JH: Again, it depends on the use case but it’s clear that the way we are interacting with electricity grids is changing extraordinarily quickly and that’s requiring us to rethink fundamental questions like how to recover network costs. I would say, though, that I do not think of regulation as an impediment to the transition. Certainly, not in the way that legacy systems are!

This may be quite a UK-centric view though, because this country is fortunate enough to a world leading regulatory approach to innovation and market design. Ofgem, particularly through the sandbox but also through their outreach, are really focused on allowing innovators to test new ideas and their benefit to both customers and UK plc.

E: Are there any other countries which have a good example to follow, in terms of dynamic consumer pricing or other market designs that will promote efficient use of DER?

JH: “Good” depends on where you fall in the trade-off between power price stability vs spikes. Large differentials may not benefit all consumers, but they certainly encourage greater engagement from consumers and flexible assets. Australia is the go-to example for this.

E: Can you give us an update on the flexibility platform?

JH: Indeed I can! At Electron, we fundamentally believe in “layered” markets so we are focussed on developing an exchange that allows asset operators to sell multiple services at the same time. This could be anything from a distributed asset selling balancing services (ESO), constraint relief (DNO), and power (supplier/community) at the same time, or a large power plant selling power + inertia + transmission constraint services all at once. People tend to talk about energy markets and flexibility markets like two distinct things. This is not very helpful. “Flexibility” is more of a bundle of products than a single market.

Right now we are working with a number of DNOs in the UK to develop new local markets, particularly around curtailment and congestion relief. All stars aligning, we hope to see the first trades here this year and indeed we already have a prototype running. In parallel, we are working with a broader consortium of traders to develop an exchange in which multiple products are stacked together. For us, this is the only sensible way to design for “whole system value”, while allowing the definition of what constitutes that to evolve with the various products that are bought and sold in the market evolve themselves.

E: You also have live projects in South Korea and Switzerland? How are the challenges different in each country, or are there synergies?
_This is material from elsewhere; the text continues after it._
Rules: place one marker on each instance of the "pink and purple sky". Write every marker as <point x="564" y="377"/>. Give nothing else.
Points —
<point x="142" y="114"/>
JH: The UK has six distribution network operators, South Korea has one, and Switzerland has closer to 600, so the coordination challenge varies substantially, however all countries are looking at the same challenges around digitally representing assets and capabilities (for which our shared asset register approach remains fundamental), and then developing multiple, layered markets on top of this. What and where those markets are varies though. For example, in Switzerland we are developing a market for the Canton of Valais that enables local utilities to coordinate and financially settle between themselves. They estimate that this would save them €800,000/year, before you tamper with any power flows.

E: Which other countries offer opportunities for Electron?

JH: We like to get involved in market and platform design in multiple countries at the same time because it expands our thinking on new flexibility products and fundamental platform requirements, so you never know.

I suspect the UK be one of the first to move to new grid/marketplace approach though. This country has always favoured markets and has a history of early regulatory reform. That said, I have noticed that countries like to move first, but utilities like to move second! The grid was, first and foremost, designed not to fail after all.